Пока у него еще были деньги на счету — он снимал их со счета и снимал себе квартиры, съезжая с них, меняя их одну за другой; когда деньги заканчивались, он подыскивал себе жилье подешевле. Вы знаменитый мистер Ахметов?.. «Я его однофамилец», - мрачно шутил он. Его зубы желтели от табака. Что ни день, он шел в банк, засовывал карточку в банкомат и снимал доллары, снимал, снимал. И шел в ювелирные лавки — как тогда, при ней, вместе с ней. Как она любила копаться в украшениях! А он любил их ей покупать. Теперь он покупал бирюльки один. Складывал в карман настоящие ожерелья, поддельные серьги, неистово сверкавшие — хоть сейчас на президентский бал в Белом Доме — алмазные колье, мишурную бижутерию, стоившую у негров близ статуи Свободы два доллара — для туристов. Вместе с камнями он покупал и ткани. Ему нравились дорогие ткани — и блестящие, и матовые, переливы бархата, перламутровая свежесть атласа, павлинья роскошь китайских покрывал, расшитых хризантемами и райскими птицами. Он был художник, и он был восточный человек. Ему нравилась роскошь Востока, и он любил ее живописать. Он раскладывал купленные ткани на стульях, столах, на спинках кресел, налаживал мольберт, устанавливал холст, давил краски из тюбиков, писал и плакал. Кисть выводила блики на атласе, а он плакал об ушедшей жене, называя ее то непотребными, то нежнейшими именами. «Она имела право на свободу, — шептал он себе, — имела, ты же не можешь это право у нее отнять».

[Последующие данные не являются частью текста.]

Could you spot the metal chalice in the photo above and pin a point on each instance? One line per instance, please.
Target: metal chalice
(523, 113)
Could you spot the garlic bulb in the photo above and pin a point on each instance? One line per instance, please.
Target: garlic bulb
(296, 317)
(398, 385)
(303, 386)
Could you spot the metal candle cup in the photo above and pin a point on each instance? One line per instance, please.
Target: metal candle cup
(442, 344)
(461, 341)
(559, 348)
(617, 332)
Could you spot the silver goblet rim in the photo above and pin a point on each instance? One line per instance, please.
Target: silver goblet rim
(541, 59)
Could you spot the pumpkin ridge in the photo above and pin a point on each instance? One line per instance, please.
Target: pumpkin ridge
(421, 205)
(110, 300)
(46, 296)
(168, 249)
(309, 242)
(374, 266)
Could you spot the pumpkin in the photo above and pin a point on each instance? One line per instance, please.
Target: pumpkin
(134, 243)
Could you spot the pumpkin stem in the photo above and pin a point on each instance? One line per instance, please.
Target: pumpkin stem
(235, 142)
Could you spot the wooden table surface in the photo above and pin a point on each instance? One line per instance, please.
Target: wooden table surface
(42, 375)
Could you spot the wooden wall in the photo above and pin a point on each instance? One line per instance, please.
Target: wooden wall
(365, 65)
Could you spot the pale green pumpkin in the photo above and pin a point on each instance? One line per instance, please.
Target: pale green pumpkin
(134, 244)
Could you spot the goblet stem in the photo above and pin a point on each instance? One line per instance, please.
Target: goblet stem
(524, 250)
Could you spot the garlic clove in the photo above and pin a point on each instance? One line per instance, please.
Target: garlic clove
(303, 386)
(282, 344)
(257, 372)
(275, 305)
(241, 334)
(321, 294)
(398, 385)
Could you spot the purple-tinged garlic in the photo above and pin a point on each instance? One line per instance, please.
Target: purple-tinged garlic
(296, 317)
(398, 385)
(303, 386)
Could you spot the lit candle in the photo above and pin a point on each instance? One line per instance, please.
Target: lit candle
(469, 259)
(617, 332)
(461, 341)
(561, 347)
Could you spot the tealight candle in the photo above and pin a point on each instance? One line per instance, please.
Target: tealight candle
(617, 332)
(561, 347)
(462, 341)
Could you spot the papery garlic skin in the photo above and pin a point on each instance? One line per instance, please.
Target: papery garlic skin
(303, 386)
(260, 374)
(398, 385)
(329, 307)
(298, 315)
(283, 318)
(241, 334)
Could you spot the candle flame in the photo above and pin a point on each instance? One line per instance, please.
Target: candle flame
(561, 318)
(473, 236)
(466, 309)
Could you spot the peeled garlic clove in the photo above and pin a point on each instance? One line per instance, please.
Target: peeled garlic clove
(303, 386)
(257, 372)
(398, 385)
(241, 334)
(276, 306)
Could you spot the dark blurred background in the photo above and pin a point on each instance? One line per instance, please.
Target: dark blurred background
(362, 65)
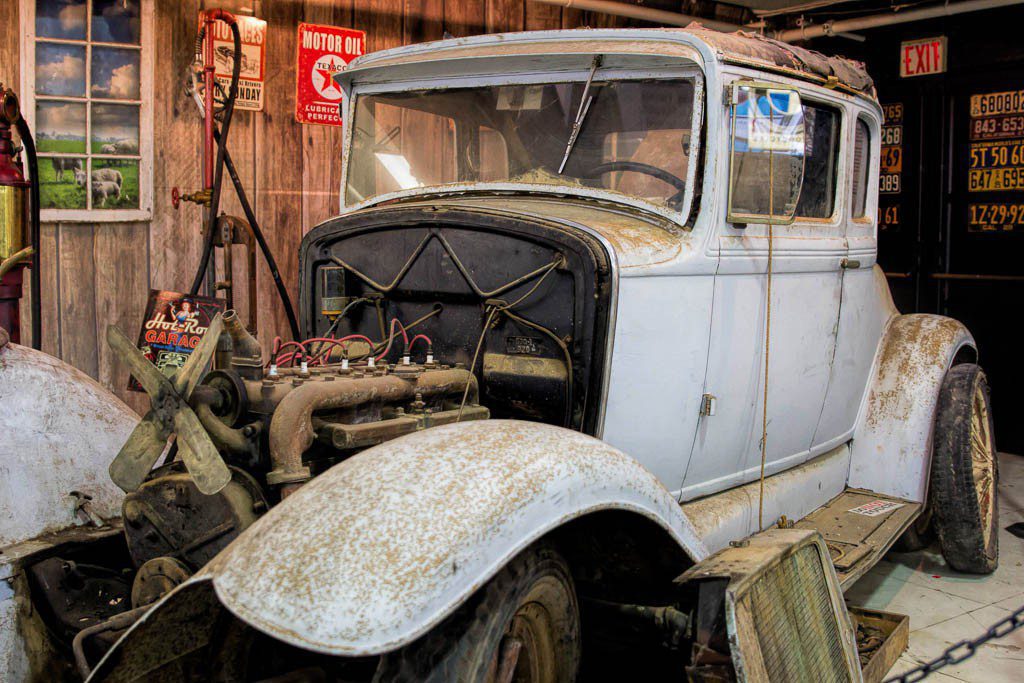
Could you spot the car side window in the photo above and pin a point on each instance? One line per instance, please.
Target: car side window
(821, 128)
(861, 157)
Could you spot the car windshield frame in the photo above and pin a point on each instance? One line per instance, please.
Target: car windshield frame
(690, 72)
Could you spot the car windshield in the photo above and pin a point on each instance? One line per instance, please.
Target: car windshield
(634, 138)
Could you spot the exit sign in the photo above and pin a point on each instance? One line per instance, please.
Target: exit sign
(922, 57)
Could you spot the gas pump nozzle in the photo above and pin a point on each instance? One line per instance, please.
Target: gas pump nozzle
(13, 188)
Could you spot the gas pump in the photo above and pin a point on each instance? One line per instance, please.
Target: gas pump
(15, 251)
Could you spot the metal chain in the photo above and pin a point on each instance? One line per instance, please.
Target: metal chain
(964, 649)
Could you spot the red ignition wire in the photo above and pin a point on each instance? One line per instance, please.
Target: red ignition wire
(413, 341)
(325, 355)
(284, 345)
(390, 338)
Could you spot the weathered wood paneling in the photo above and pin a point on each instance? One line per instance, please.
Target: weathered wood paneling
(121, 294)
(96, 274)
(77, 294)
(279, 168)
(9, 45)
(175, 236)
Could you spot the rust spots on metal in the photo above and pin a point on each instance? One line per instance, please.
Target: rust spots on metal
(914, 347)
(377, 550)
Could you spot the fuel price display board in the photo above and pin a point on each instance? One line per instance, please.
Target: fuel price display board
(996, 162)
(891, 171)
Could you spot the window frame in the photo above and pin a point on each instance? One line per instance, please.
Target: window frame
(839, 177)
(688, 70)
(872, 139)
(145, 104)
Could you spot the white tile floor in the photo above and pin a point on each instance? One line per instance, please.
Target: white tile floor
(945, 606)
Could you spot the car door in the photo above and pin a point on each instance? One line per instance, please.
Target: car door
(862, 314)
(806, 287)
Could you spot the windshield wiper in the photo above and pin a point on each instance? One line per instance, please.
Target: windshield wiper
(585, 102)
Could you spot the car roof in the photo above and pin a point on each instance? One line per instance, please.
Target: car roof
(740, 47)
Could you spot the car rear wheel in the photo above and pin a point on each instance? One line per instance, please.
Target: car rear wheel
(965, 472)
(523, 626)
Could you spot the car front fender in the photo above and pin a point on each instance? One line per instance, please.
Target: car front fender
(372, 554)
(892, 441)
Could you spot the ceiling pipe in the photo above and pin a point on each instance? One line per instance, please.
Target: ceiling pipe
(876, 20)
(662, 16)
(643, 13)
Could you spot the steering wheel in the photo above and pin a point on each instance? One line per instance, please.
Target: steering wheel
(647, 169)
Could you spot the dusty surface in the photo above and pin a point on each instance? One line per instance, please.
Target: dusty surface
(377, 550)
(59, 429)
(946, 606)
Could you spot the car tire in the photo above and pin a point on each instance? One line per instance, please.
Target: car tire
(965, 472)
(526, 616)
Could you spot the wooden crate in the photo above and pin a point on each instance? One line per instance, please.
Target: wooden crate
(895, 629)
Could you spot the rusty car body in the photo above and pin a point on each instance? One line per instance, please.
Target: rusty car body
(621, 411)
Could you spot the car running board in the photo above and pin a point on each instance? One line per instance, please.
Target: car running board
(858, 527)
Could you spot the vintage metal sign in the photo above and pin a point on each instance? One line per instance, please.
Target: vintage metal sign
(323, 51)
(923, 57)
(890, 175)
(253, 70)
(173, 326)
(996, 162)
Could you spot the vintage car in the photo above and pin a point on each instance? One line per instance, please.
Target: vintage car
(601, 376)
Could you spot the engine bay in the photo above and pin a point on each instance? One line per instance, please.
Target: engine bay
(415, 315)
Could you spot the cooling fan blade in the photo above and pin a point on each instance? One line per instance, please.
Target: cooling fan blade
(189, 375)
(139, 453)
(170, 414)
(201, 457)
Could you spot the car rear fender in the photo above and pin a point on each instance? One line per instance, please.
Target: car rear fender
(892, 442)
(372, 554)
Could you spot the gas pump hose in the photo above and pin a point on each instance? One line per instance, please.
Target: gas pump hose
(271, 263)
(211, 227)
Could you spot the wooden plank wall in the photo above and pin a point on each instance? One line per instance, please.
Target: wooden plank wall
(99, 273)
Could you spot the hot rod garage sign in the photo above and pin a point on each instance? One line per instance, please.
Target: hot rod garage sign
(324, 50)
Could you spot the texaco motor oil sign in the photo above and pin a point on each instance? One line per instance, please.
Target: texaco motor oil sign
(324, 50)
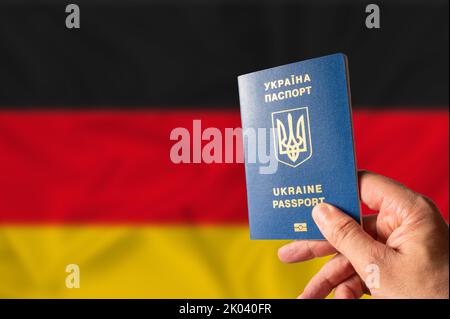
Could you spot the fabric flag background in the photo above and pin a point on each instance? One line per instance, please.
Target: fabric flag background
(85, 119)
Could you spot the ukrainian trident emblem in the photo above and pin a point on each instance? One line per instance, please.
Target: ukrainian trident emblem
(292, 136)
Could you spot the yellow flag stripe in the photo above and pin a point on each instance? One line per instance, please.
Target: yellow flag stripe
(145, 262)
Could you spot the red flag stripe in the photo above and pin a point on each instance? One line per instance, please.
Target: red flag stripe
(114, 167)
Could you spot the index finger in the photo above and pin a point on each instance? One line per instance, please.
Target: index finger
(378, 192)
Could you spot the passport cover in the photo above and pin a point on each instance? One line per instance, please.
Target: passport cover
(304, 111)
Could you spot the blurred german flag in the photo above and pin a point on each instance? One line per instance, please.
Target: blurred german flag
(86, 115)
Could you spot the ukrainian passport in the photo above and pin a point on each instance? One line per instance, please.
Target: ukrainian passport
(298, 146)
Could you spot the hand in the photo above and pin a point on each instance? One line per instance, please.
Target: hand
(403, 251)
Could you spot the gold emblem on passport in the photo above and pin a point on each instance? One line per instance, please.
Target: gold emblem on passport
(292, 136)
(300, 227)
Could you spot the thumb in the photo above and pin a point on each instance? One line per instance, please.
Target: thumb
(348, 237)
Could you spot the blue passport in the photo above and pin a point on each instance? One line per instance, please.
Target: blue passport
(298, 146)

Краски пахли терпко и остро, как фрутти ди маре. Океан был совсем рядом. Комнаты менялись, он переезжал, снимая все более дешевые, и все меньше вещей становилось у него — лишь угловатый, как скелет, мольберт оставался неизменным. Он научился много и жадно курить, покупал все более дрянные сигареты, наловчился курить табак, раскуривал трубку, крутил «козьи ножки». В комнате, уже нищенской, голой, пахло разбавителем, лаком, подсыхающим на холсте маслом — он писал картину, как всегда, подолгу, тщательно накладывая лессировку за лессировкой. Кровать он застилал уже не бельем — странными тряпками: дорогими атласными драпировками, ободранными свитерами, старыми сэконд-хэндовскими плащами, купленными за гроши, кусками рытого бархата, вышитого искусственным жемчугом. «Я Рембрандт, — шептал он, — я Рембрандт. Саския, зачем ты уплыла к этим козлам, к красным кардиналам. Я тебе никогда не прощу». Когда он называл ее шлюхой, ему на миг хотелось шлюху. Он надевал плащ, всовывал в зубы сигарету, выходил на улицу, слонялся, заглядывая в лица женщин. Проститутку было видно издалека. Они ошивались обычно у ночных баров. Отловить их не составляло труда — они сами вешались на шею. «О, бэби, какой ты классный!.. пойдем?.. а сколько дашь?.. от тебя пахнет скипидаром, ты что, с автозаправки?..» Когда он говорил, что художник, — девки визжали: «А нарисуешь?!» Он обещал нарисовать — и держал слово. Он приводил шлюх домой, кормил тем, что валялось в холодильнике, поил — обычно покупал спиртное подешевле в маркете поближе, — варил им кофе, подносил в старинной, антикварной чашечк на серебряном подносе — жена любила пить кофе из этой чашечки. Шлюхи хохотали: ах, как мило! Он шептал: сиди тихо, вот так, так, я буду тебя рисовать. Он писал их маслом, ловя их движения, повороты их голов, раззявленность распутных губ, и, случалось, он засыпал за мольбертом, падая лбом на палитру, вымазывая лицо в краске, а девки, порывшись у него в закромах, в карманах и в тощем кошельке, дочиста обирали его, ощипывали, как липку.